Piero della Francesca
Piero della Francesca (Sansepolcro (1415/20-1492) fu una figura cardine della pittura rinascimentale per il rigore della stesura prospettica e la geometrica e quasi astratta perfezione dei volumi, immersi in una luminosità diffusa e sottile. Per primo in Italia utilizzò la tecnica della pittura a olio, importata dagli artisti fiamminghi.
Le prime opere
Compì un lungo soggiorno a Firenze dove completò la sua formazione collaborando, nel 1439, con Domenico Veneziano, agli affreschi perduti del coro di S. Egidio. Le prime opere, collocabili prima del 1450 (S. Gerolamo e un devoto, Venezia, Gallerie dell'Accademia; Battesimo di Cristo, Londra, National Gallery; i pannelli con la Crocifissione e i SS. Sebastiano e Giovanni Battista, facenti parte del Polittico della Misericordia, Sansepolcro, Pinacoteca, commissionato nel 1445, ma compiuto solo nel 1462), dimostrano da un lato l'assimilazione del plasticismo di Masaccio, del rigore prospettico di F. Brunelleschi e L.B. Alberti, della luminosità cromatica del Beato Angelico e di Domenico Veneziano, dall'altro lato l'emergere del personale modo espressivo dell'artista.

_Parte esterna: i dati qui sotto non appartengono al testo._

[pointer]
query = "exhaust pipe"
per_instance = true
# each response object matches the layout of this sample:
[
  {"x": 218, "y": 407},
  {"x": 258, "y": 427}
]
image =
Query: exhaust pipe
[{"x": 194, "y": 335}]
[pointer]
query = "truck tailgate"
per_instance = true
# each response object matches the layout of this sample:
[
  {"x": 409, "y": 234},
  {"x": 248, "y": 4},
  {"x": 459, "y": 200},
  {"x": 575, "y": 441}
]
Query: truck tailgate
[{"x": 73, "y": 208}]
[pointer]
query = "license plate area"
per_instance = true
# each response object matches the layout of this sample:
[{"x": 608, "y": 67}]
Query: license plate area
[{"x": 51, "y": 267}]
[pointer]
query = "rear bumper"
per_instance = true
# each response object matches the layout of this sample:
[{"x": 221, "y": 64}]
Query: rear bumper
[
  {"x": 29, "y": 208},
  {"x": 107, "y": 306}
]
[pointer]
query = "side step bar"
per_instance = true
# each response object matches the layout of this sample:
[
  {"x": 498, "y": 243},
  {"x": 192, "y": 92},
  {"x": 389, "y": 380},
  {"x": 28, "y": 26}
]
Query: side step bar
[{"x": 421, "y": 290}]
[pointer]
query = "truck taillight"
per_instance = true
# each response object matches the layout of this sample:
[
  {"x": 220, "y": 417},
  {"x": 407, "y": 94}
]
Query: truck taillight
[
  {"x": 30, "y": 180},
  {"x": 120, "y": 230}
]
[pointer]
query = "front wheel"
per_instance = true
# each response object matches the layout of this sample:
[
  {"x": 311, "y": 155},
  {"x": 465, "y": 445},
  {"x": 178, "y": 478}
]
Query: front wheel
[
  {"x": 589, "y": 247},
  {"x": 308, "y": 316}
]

I soggiorni presso le corti signorili
Intorno al 1450 l'attività di Piero si fece particolarmente intensa: fu prima a Ferrara, dove la sua opera, perduta, influenzò nettamente la cultura locale, poi a Rimini, dove lasciò nel Tempio Malatestiano l'affresco votivo col ritratto di Sigismondo Pandolfo Malatesta (1451). Nel 1452 subentrò nella decorazione ad affresco del coro di S. Francesco ad Arezzo, con vicende della Leggenda della vera Croce. Intorno a questi anni si collocano i rapporti di Piero con la corte di Federico da Montefeltro a Urbino, uno degli ambienti più colti e aperti d'Italia, nel quale l'artista lasciò, nel giro di un ventennio, alcune delle sue opere di maggior prestigio: la tavoletta con la Flagellazione di Cristo (1455-60) e la più tarda Madonna di Senigallia, risalente al 1470 (ambedue conservate a Urbino, Galleria nazionale delle Marche); lo straordinario dittico coi Ritratti dei duchi di Montefeltro (1465, Firenze, Uffizi), con scene dei Trionfi dei duchi dipinte sul retro delle tavole; infine la Sacra conversazione (ca 1472-74, Milano, Brera). In queste opere la straordinaria finezza della stesura pittorica e l'acutezza descrittiva dei particolari rivelano l'attenzione con cui Piero guardò alle esperienze fiamminghe, con le quali entrò in contatto alla corte di Urbino, e che più intensamente rievocò nella tarda Natività (ca 1475, National Gallery di Londra). Lungo l'arco dei soggiorni urbinati si collocano altre opere, in particolare, per la città natale, la Madonna del parto (ca 1460, Monterchi, cappella del cimitero) e la Risurrezione di Cristo (1463-65, Sansepolcro, Pinacoteca). Svolse anche attività di teorico, scrivendo il trattato De prospectiva pingendi (1490 ca) e il libretto De quinque corporibus regularibus (dopo il 1492).